Elafibranor

Clinical data
- Pronunciation: /ˌɛləˈfɪbrənɔːr/ EL-ə-FIB-rə-nor
- Trade names: Iqirvo
- Other names: GFT505, SureCN815512
- AHFS/Drugs.com: Monograph
- MedlinePlus: a624039
- License data: US DailyMed: Elafibranor;
- Routes of administration: By mouth
- Drug class: Antihyperlipidemic
- ATC code: A05AX06 (WHO) ;

Legal status
- Legal status: AU: S4 (Prescription only); CA: ℞-only; US: ℞-only; EU: Rx-only;

Identifiers
- IUPAC name 2-[2,6 Dimethyl-4-[3-[4-(methylthio)phenyl]-3-oxo-1(E)-propenyl]phenoxyl]-2-methylpropanoic acid;
- CAS Number: 923978-27-2;
- PubChem CID: 9864881;
- DrugBank: DB05187;
- ChemSpider: 8040573;
- UNII: 2J3H5C81A5;
- KEGG: D11208;
- ChEMBL: ChEMBL3707395;
- PDB ligand: MUO (PDBe, RCSB PDB);
- CompTox Dashboard (EPA): DTXSID601045330 ;

Chemical and physical data
- Formula: C_{22}H_{24}O_{4}S
- Molar mass: 384.49 g·mol^{−1}
- 3D model (JSmol): Interactive image;
- SMILES O=C(O)C(Oc1c(cc(cc1C)\C=C\C(=O)c2ccc(SC)cc2)C)(C)C;
- InChI InChI=1S/C22H24O4S/c1-14-12-16(13-15(2)20(14)26-22(3,4)21(24)25)6-11-19(23)17-7-9-18(27-5)10-8-17/h6-13H,1-5H3,(H,24,25)/b11-6+; Key:AFLFKFHDSCQHOL-IZZDOVSWSA-N;

= Elafibranor =

Chemical compound

Elafibranor, sold under the brand name Iqirvo, is a medication used for the treatment of primary biliary cholangitis.

Elafibranor is a dual PPARα/δ agonist. Elafibranor and its main active metabolite GFT1007 are peroxisome proliferator-activated receptor (PPAR) agonists, both of which activate PPAR-alpha, PPAR-gamma, and PPAR-delta in vitro.

In June 2024, the US Food and Drug Administration (FDA) granted accelerated approval to elafibranor. The FDA considers it to be a first-in-class medication.

== Medical uses ==
Elafibranor is indicated for the treatment of primary biliary cholangitis in combination with ursodeoxycholic acid in adults who have an inadequate response to ursodeoxycholic acid, or as monotherapy in people unable to tolerate ursodeoxycholic acid.

== Adverse effects ==
The most common adverse reactions include weight gain, diarrhea, abdominal pain, nausea, vomiting, arthralgia, constipation, muscle injury, fracture, gastroesophageal reflux disease, dry mouth, weight loss, and rash.

== History ==
In 2019, the US Food and Drug Administration (FDA) granted elafibranor breakthrough therapy designation, based on phase II data, for the treatment of primary biliary cholangitis in adults 18 and older with inadequate response to ursodeoxycholic acid (UDCA). The designation was granted to Genfit.

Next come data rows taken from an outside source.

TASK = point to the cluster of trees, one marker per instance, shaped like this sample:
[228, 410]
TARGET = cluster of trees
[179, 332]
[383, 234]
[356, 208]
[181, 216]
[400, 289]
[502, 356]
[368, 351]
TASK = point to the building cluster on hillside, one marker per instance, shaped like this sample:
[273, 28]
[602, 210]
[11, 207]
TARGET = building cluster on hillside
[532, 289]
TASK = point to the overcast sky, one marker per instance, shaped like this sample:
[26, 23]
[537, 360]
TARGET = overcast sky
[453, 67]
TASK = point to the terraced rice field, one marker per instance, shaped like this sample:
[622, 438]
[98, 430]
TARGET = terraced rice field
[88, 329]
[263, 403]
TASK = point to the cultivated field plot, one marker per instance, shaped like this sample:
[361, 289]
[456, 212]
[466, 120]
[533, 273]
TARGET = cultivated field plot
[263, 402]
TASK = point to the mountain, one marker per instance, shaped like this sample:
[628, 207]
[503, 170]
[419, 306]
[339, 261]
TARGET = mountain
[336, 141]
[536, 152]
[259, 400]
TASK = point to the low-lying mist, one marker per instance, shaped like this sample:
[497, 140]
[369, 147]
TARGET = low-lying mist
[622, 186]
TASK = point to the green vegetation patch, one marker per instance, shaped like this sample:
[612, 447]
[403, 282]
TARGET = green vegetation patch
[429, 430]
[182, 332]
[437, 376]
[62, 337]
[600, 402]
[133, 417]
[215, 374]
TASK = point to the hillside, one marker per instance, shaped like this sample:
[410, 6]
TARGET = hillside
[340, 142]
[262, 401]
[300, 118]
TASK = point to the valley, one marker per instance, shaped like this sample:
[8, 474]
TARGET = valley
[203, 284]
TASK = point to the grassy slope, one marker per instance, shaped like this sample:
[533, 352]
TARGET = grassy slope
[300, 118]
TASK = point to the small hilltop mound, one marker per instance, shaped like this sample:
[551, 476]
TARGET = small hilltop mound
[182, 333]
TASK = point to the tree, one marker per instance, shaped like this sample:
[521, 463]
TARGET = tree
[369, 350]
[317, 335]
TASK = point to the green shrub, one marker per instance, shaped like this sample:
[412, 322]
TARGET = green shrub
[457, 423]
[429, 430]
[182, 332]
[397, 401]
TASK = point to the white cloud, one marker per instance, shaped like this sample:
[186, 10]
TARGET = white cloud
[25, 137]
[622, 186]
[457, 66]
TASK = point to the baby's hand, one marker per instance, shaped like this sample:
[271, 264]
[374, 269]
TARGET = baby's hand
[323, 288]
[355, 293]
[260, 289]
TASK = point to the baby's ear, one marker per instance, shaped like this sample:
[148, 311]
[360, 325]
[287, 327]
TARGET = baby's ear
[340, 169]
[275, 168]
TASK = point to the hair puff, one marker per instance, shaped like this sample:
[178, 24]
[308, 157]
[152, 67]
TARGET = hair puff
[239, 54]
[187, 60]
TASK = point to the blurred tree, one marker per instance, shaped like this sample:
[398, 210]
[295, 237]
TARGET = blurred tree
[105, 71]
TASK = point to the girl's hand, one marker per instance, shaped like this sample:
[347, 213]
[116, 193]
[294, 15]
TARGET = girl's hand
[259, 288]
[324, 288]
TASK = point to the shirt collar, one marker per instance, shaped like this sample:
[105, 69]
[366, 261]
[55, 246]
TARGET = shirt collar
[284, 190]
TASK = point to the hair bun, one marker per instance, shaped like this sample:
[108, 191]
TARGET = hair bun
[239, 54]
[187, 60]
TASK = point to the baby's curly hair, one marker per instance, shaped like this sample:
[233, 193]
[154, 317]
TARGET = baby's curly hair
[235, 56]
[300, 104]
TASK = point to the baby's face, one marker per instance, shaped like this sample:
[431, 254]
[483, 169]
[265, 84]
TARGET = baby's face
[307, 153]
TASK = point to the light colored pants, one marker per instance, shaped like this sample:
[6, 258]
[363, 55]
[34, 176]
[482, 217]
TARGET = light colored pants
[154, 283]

In June 2024, the US FDA granted accelerated approval to elafibranor. The approval was based on positive phase III ELATIVE trial data. The designation was granted to Ipsen.

== Society and culture ==
=== Legal status ===
In July 2024, the Committee for Medicinal Products for Human Use (CHMP) of the European Medicines Agency adopted a positive opinion, recommending the granting of a conditional marketing authorization for the medicinal product Iqirvo, intended for the treatment of primary biliary cholangitis (PBC). The applicant for this medicinal product is Ipsen Pharma. Elafibranor was authorized for medical use in the European Union in September 2024.

In October 2024, the National Institute for Health and Care Excellence (NICE) adopted a recommendation for elafibranor for the treatment of adults with the primary biliary cholangitis based results from the phase 3 ELATIVE trial, in which 51% of patients receiving elafibranor in combination with ursodeoxycholic acid achieved a cholestasis response at week 52, compared to 4% of those in the placebo plus ursodeoxycholic acid group.

=== Names ===
Elafibranor is the international nonproprietary name.

Elafibranor is sold under the brand name Iqirvo.

== Research ==
Elafibranor is being studied and developed by Genfit for the treatment of endocrine and metabolic diseases such as type 2 diabetes, dyslipidemia, and metabolic dysfunction–associated steatohepatitis.